Я располагаюсь на балконе и пью утренний чай, окидывая долгим задумчивым взглядом двор: планетарий, бассейн, фонтан с Русалкой, часовую башню. Волна тоски и печали накрывает меня с головой, а в горле встает неприятный ком, с губ вместо обычного тяжелого вздоха срывается какой-то хриплый всхлип. Так, не время распускать нюни! Еще ничего не произошло! И вообще не факт, что произойдет. Возможно, это мы оба себя до такой степени накрутили, что живем каждый день с мыслью о конце.

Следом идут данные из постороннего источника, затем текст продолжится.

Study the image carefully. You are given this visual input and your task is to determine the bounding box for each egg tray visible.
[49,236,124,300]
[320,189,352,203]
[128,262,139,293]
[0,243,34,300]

Оскар чем-то занят в своей лаборатории, а мне уже тошно сидеть в закрытом помещении, да еще и подвальном. И несмотря на то, что заняться мне в принципе нечем, я изо всех сил стараюсь делать вид, что все в порядке. Снова гуляю по поместью, навещая всех жертв Оскара, пытаясь взглянуть на них по-новому, свежим взглядом, с учетом того, что он рассказал мне о себе. Кое-что проясняется, что-то наоборот запутывается еще сильнее. Я же по-прежнему не испытываю к этим людям никаких эмоций, даже жалости. И не потому, что они заслужили такую участь, просто первое впечатление – “как живые” – так до конца и не прошло.

Спешить мне некуда, и я неспешно хожу от коридора к коридору, от объекта к объекту, замирая перед каждой колбой, вспоминая наши разговоры о каждом из них, пытаясь читать между строк и разглядеть в беседах двойное и тройное дно. Не факт, правда, что оно там вообще было. Скорее всего, большую часть я надумала сама.

Интересно, какой же все-таки облик придал бы мне Оскар, если бы я действительно заняла место в его коллекции? Что он там говорил? Вдохновение или свобода? Слишком абстрактно… Я не художник, поэтому даже отдаленно не могу представить, как можно изобразить что-то подобное. К тому же, я заранее знаю, что так же изысканно и неповторимо, как у Оскара, у меня все равно не получится. А значит, и пытаться не стоит.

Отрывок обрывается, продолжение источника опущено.